The danger should not be exaggerated. It is still possible that diplomacy could smooth over some of the friction that led to last week's fighting. As of this writing, it is unclear whether Thailand and the United Nations High Commission for Refugees will continue repatriating Cambodian refugees, which Vietnam says are pro-Chinese resistance fighters opposing the Vietnam-backed regime in Phnom Penh.
But for now, at least, the stage is set for confrontation -- not conciliation.
At a meeting of foreign ministers from the ASEAN states (Thailand, Singapore, Malaysia, Indonesia, and the Philippines) late last week, US Secretary of State Edmund Muskie pledged a stepped-up flow of arms to Thailand, beginning this week. He also reiterated the US commitment to consult with Thailand in event of attack. So far, however, Thai officials have indicated they can handle the situation without US troops. But just how firmly the Soviet Union backs Vietnam remains unclear.
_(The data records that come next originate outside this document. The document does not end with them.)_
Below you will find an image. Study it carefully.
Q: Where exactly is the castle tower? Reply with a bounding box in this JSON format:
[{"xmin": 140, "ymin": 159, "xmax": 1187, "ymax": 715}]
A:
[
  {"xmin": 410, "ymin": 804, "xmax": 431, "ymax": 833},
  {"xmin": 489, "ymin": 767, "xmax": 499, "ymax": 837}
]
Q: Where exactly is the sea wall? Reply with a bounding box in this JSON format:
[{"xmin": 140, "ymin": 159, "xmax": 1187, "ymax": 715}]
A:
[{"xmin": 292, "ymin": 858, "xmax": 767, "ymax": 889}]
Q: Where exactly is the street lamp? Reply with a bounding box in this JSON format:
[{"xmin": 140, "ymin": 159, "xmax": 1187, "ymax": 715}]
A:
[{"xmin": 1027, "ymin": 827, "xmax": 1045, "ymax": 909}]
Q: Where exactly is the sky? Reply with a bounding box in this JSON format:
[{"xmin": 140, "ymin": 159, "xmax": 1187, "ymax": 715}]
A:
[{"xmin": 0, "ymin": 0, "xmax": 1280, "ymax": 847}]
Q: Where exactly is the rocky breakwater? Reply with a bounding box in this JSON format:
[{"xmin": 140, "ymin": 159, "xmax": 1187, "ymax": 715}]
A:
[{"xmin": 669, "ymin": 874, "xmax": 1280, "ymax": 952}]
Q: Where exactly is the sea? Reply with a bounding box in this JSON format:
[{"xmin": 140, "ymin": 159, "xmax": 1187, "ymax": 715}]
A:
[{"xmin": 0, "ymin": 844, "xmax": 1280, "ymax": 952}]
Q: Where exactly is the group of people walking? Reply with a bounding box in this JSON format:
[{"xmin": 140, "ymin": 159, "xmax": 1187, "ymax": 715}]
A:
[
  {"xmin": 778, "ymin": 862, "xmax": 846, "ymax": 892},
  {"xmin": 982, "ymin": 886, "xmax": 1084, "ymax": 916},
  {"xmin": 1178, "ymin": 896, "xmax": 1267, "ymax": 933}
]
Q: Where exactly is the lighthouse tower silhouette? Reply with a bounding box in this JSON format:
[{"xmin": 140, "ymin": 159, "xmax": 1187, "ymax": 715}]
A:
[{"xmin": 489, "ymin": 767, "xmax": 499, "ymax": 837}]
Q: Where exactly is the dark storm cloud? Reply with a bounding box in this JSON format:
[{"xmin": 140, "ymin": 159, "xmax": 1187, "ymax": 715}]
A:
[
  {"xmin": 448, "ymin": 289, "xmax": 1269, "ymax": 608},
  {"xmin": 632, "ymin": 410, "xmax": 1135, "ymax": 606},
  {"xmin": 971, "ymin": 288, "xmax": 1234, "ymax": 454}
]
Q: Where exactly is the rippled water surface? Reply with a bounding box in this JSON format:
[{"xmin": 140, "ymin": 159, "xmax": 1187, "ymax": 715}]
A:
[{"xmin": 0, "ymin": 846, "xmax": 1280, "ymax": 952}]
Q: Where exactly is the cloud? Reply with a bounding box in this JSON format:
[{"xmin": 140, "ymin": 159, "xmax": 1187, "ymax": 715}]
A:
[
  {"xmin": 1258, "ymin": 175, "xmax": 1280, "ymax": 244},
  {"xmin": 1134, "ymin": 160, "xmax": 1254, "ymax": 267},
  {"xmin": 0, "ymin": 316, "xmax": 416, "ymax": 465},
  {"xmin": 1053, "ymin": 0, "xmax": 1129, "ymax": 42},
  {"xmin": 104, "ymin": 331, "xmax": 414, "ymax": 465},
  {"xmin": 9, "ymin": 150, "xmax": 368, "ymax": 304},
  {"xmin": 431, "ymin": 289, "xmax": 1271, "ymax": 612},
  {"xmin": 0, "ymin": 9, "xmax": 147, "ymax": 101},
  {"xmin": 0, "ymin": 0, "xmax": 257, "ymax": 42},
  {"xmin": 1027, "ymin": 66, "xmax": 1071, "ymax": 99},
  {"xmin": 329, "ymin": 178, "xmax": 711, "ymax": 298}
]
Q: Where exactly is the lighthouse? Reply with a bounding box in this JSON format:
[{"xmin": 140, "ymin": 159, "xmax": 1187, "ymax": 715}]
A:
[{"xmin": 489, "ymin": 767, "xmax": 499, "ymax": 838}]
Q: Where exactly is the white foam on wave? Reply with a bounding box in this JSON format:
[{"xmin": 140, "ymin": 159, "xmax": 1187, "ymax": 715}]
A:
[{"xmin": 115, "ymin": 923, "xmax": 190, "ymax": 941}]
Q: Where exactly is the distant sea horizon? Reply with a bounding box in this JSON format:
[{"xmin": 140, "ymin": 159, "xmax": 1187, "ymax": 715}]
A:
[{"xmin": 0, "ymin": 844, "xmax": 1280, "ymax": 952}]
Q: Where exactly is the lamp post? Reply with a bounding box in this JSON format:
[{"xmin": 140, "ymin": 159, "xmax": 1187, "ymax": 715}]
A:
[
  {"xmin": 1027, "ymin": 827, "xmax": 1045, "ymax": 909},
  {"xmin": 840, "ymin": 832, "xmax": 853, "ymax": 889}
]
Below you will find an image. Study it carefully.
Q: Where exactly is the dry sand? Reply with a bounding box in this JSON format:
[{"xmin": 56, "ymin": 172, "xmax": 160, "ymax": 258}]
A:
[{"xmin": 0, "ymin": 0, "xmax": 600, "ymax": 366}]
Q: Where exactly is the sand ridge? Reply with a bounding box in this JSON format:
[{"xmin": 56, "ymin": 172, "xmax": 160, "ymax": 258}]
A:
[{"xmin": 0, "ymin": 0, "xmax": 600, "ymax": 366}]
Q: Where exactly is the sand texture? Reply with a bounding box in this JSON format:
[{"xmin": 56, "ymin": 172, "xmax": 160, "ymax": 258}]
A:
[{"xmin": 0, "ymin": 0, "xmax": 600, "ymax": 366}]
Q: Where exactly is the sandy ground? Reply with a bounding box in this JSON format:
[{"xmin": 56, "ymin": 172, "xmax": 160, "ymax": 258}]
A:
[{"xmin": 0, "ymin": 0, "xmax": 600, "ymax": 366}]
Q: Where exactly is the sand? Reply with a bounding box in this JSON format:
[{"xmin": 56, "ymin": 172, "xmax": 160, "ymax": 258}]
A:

China has also stepped up its warnings to Vietnam, saying it would help defend Thailand in the event of a Vietnamese attack. But so far the Chinese warnings are general and do not suggest imminent military action. China has also praised ASEAN's strong pro- Thai stance.
For its part, ASEAN has closed ranks around Thailand, muting for the moment the voices of Malaysia and Indonesia, which favor a friendlier approach to Vietnam. Last Week ASEAN affirmed its tough anti-Vietnam policy of continuing to recognize the pro-Chinese Khmer Rouge -- ousted by Vietnamese tanks in 1979.
Thai Foreign Minister Siddhi Savetsila has said repatriation of refugees is continuing, though on a smaller scale. He dismissed as lies Vietnam's claim that the repatriation was done to aid the Khmer Rouge, provoke an armed incident , and thus gain the sympathy of ASEAN ministers and the US at Kuala Lumpur, Malaysia, last week.
Vietnam's Foreign Minister Nguyen Co Thach made this allegation in a recent, tough- talking interview with the Associated Press in Bangkok. Vietnamese statements have warned of more action to prevent refugees from returning to Cambodia.
Mr. Thach accused Thailand of deliberately sheltering refugees in the winter dry season, when vulnerable to attack, and then sending them back in the wet season when they could fight more effectively. A Vietnamese Embassy spokesman in Paris claimed Thai rangers aiding the Khmer Rouge had been captured in Cambodia.
The tough talk seemed to indicate border fighting, at least at a low level, may continue.